Fabriquer du BioChar avec ses déchets verts dans son poêle


ou aussi: "Une autre façon de valoriser ses déchets verts"

Comme il n'y a pas que le compost et le paillage dans la vie, ça fait un bon moment que je cherchais un moyen d'utiliser nos déchets verts comme combustible.
Mais, évidemment, une méthode pratique qui n'apporte pas plus de contrainte que le compostage, le paillage, ou même le "jetage" à la déchetterie.

A ce jour, je n'ai pas (encore) trouvé un moyen simple ,facile et efficace de faire sécher toutes cette matière première.
Même bien exposé plein sud (dans le sud de la France) avec un système de serre, des clayettes, avec circulation d'air, etc ...une bonne partie reste humide et composte tout de même toute seule. Je dois bien avouer que j'ai un peu laissé tomber cette question.

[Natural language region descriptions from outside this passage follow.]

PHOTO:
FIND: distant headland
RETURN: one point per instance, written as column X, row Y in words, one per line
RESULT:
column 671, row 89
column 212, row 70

Par contre, après avoir joué à faire des fusains et du charbon de canisse dans mon poêle, l'idée m'est venue, naturellement, de tester cette méthode sur mes déchets verts.

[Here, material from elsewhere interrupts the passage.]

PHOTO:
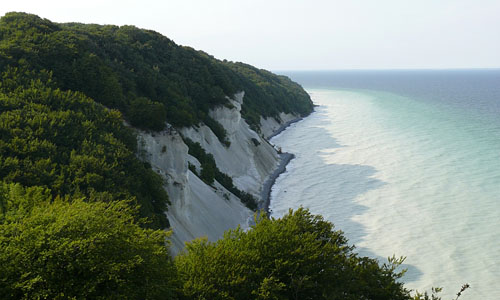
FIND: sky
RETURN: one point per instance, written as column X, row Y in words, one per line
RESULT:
column 285, row 35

Pour mes essais, j'ai utilisé mes boites de conserves "spécial pyrolyse".
Pour rappel, ce sont de simple boites de conserves munies d'un couvercle avec des trous (le couvercle, pas les boites).
Le couvercle est fait à l'aide d'une dessertisseuse de boite de conserve: je supprime le reste de sertissage d'une boite et en dessertissant le cul d'une autre, j'obtiens le couvercle de la première (le "cul" dessertie s’emboîte sur une boite dessertie).
Il ne reste plus qu'à faire un (ou des) trou(s) dans le couvercle, pour l'évacuation du gaz.
Ensuite, je rempli la boite avec de la matière première et je la pose au fond de mon poêle (allumé évidemment) pour la soirée
Le lendemain matin, à froid, je récolte.

J'ai d'abord fait des tests avec des iris frais (les fleurs, les tiges, les feuilles bien vertes, les rhizomes, tout).
Le résultat (le "charbon d'iris" ?) est un peu surprenant: on retrouve bien la forme des fleurs, des feuilles, etc... mais tout noir, bien cassant et avec le petit bruit métallique caractéristique quand on tapote du charbon de bois.

Ensuite, j'ai essayé avec du broyat de branches et de feuilles tout frais (ma femme avait fait de la taille).


J'ai même testé avec du trognon de pommes, de la peau de kiwi et de la peau de banane fraîchement mangées (ma fille voulait savoir si ça marchait aussi).

A chaque fois, la magie de la pyrolyse s'opère parfaitement.
Pendant la pyrolyse, je vois toujours ces superbes flammes de gaz qui sortent des boites.
Et c'est toujours la petite boite avec son seul trou qui fait la plus belle flamme ( - :

Dans la méthode "normale" de fabrication de Bio-char (beaucoup d'article et de vidéo sur le web), il y a toujours une étape obligatoire de séchage complet de la matière première.
Étant donné qu'elle fait aussi office de combustible, si elle n'est pas sèche, impossible de l'allumer.

De la façon dont je m'y prend, le séchage est superflu: le combustible est ailleurs ( - :
Même si le broyat de branche a commencé à composter dans son bac, ou même s'il a été détrempé par une pluie diluvienne; après un passage dans une boite à pyrolyse dans mon poêle, j'obtiens toujours du charbon le lendemain.

J'ai essayé en pressant (à la main), ou non, le broyat dans la boite de conserve, le résultat est le même.
Donc, autant presser un peu, on en rentre plus.

Alors, évidemment, je n'ai pas l'intention de faire une production industrielle de bio-char de cette façon là, dans mon poêle avec mes déchets verts.
Mais au moins, je transforme, à mon échelle et à mon rythme, mes déchets verts en combustible.

En plus, je me demande si la combustion du gaz de pyrolyse n'améliorerait pas le rendement de mon poêle; encore faudrait-il mesurer l'énergie consommée par la pyrolyse, par rapport à celle apportée par la combustion des gaz ?
En tout cas, je n'ai pas remarqué que mon poêle chauffe moins fort.